Van’daki felaketten sonra herkesin yardım etmek için elini taşın altına koyduğunu görmek mutluluk verici... Son olarak Beşiktaş Çarşı’nın maç sonu bere ve atkılarını ‘Van’a yollanması için’ sahaya atması beni çok duygulandırdı
Depremden beri tadımız tuzumuz yok, evde bile huzurla oturamıyor insan, ‘Van’da buz gibi havada’ yaşam mücadelesi veren depremzedeleri düşündükçe... Bir yandan da normal zamanda kıymetini bilmediğimiz şeylerin aslında ne büyük şanslar olduğunu görüyoruz. İnsanın başını sokacak sıcak bir evi, yiyecek yemeği, dışarıda kendini ısıtacak bir montu, hatta ayağında bir çift çorabı olması bile şükretmek için ne büyük sebeplermiş. Saçma sapan şeylere kafayı takıp kendine dert yaratmak ne yanlışmış!
Yardımlar adil dağıtılsın!
Tırlar dolusu yardım gidiyor Van’a, peki ama oradaki bir sürü insan neden hâlâ kuru ekmek yediklerini, battaniyeleri, çadırları olmadığını söylüyor? Yardım dağıtımlarının adil ve herkese ulaşacak şekilde organize edilmesi şart, yoksa yollanan yardımların bir anlamı yok.
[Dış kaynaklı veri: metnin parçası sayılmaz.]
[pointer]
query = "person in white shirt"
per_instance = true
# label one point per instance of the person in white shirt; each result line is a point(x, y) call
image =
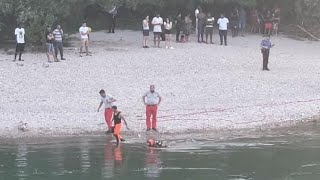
point(84, 35)
point(152, 100)
point(223, 29)
point(20, 42)
point(157, 23)
point(145, 31)
point(167, 32)
point(108, 101)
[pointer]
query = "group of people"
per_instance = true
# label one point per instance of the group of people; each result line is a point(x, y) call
point(114, 118)
point(162, 30)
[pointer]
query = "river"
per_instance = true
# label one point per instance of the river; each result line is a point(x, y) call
point(281, 155)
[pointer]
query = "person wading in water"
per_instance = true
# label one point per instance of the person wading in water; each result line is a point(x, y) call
point(117, 120)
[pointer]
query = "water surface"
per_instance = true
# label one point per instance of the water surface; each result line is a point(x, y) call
point(293, 155)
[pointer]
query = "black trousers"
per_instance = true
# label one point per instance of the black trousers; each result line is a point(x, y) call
point(265, 56)
point(223, 36)
point(112, 23)
point(58, 46)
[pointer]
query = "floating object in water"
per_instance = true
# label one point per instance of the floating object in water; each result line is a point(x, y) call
point(23, 126)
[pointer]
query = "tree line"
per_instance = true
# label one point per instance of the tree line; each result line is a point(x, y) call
point(36, 14)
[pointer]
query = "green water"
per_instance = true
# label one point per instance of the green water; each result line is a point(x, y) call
point(293, 155)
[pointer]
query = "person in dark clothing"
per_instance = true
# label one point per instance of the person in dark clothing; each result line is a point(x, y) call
point(117, 120)
point(179, 26)
point(266, 45)
point(201, 25)
point(112, 18)
point(223, 29)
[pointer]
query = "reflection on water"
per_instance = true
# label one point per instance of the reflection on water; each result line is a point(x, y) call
point(282, 157)
point(153, 165)
point(22, 161)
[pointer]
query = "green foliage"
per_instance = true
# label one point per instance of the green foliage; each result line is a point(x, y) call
point(36, 14)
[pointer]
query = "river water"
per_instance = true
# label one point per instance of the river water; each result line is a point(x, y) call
point(281, 155)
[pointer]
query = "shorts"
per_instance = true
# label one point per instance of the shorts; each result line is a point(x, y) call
point(50, 48)
point(145, 32)
point(20, 47)
point(84, 41)
point(167, 31)
point(268, 25)
point(157, 34)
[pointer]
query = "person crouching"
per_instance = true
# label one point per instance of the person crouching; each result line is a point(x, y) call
point(117, 120)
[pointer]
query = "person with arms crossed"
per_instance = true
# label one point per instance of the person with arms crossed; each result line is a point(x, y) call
point(20, 42)
point(145, 31)
point(157, 29)
point(58, 44)
point(151, 100)
point(108, 101)
point(84, 34)
point(223, 29)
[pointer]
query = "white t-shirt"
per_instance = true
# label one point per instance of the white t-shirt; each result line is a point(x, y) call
point(84, 30)
point(19, 32)
point(152, 98)
point(223, 23)
point(106, 101)
point(157, 22)
point(168, 26)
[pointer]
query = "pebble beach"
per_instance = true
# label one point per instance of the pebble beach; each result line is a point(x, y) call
point(204, 87)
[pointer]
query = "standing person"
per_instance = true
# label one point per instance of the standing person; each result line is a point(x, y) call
point(187, 27)
point(112, 18)
point(209, 28)
point(179, 25)
point(117, 120)
point(19, 33)
point(84, 34)
point(201, 26)
point(196, 12)
point(152, 100)
point(223, 29)
point(157, 23)
point(268, 23)
point(234, 22)
point(242, 20)
point(58, 44)
point(145, 31)
point(108, 101)
point(49, 43)
point(167, 32)
point(266, 45)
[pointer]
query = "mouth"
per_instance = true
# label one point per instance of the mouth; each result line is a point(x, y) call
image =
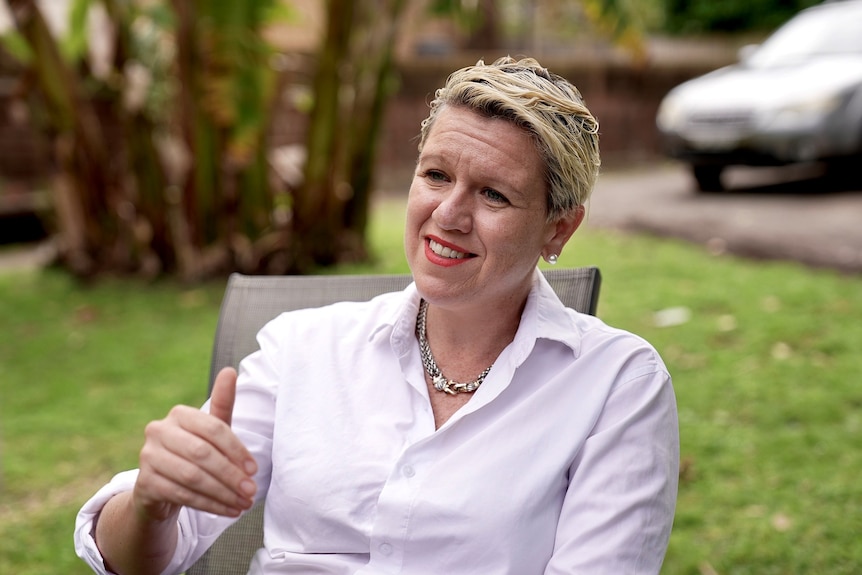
point(446, 251)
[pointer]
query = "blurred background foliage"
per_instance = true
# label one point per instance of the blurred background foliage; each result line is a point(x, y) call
point(163, 116)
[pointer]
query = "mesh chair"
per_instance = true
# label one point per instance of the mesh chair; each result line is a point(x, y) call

Yalnız bir annenin söyledikleri içimi burktu. “Çadırlar geldiğinde erkekler hemen üzerine atlayıp alıyorlar, kocası olmayan bir kadın olarak erkeklerin önüne geçemiyorum, hâlâ çocuklarımla sokaktayız” diyor. Çadırların ‘kapanın elinde kalması’ olacak iş değil, kapacak gücü olmayanlara büyük haksızlık!
“Van’da hava giderek soğuyor, kış ayları çadırda geçmez, herkese prefabrike ev lazım” diye konuşuyoruz ama insanlar henüz başını sokacak çadır bile bulamadı. Üstelik çadırlar soğuğu ne kadar kesebilir? Yağmur suları o çadırlardan içeri girmiyor mu? Prefabrik evler en kısa zamanda kurulmalı (Aslında deprem altyapısı hazır olmalıydı zira biz deprem bölgesinde yaşayan bir milletiz, prefabrike evler bir köşede kurulmaya hazır bekliyor olsa şimdi Van’da insanlar bu zorlukları yaşıyor olmazdı).
Tuvalet de temel ihtiyaçlararasında!
En temel ihtiyaçlar arasında barınma, gıda, giyecek ve battaniye sayılıyor... Eksik! Tuvalet de en temel ihtiyaçların başında geliyor! Şu anda depremzedelerin ciddi şekilde ‘tuvalet sorunu’ yaşadığını biliyoruz. Girecek tuvaletinizin olmadığını bir düşünsenize! Gerçekten korkunç bir durum, üstelik salgın hastalıklara davetiye!
Hadi erkekler bir şekilde halletsin tuvalet sıkıntısını, peki ya bu şartlarda adet dönemini geçiren kadınlar ne yapsın mesela?! Tuvalet sorununun diğer eksiklikler yanında çok fazla sözü geçmiyor ama ciddi şekilde ele alınması ve derhal çözülmesi gereken konuların başında aslında.
HAPŞIRANA “ÇOK SEV”!
7’den 70’e tüm kadınların Kıvanç Tatlıtuğ’u “Çok sev”diğini bir kez daha gördüm geçen gün. Kalabalık bankada sıra beklerken yanımda oturan kadın hapşırınca (Bu arada hapşırırken ağzımızı kapatalım arkadaşlar, etraftakilerin üzerine başına mikrop saçmayalım, ayıp oluyor!!) arkadaşı doğal olarak dönüp “Çok yaşa” dedi. Hapşıran kadının cevabı “Aah, çok yaşa değil bundan sonra hapşırınca bana “Çok sev’ diyeceksin” oldu. Kıvanç’ın ve karın kaslarının (!) biz kadınlar üzerindeki etki gücünün resmidir bu! Hhhhapşuu!! Kıvanç bir “Çok sev” de bana lütfen!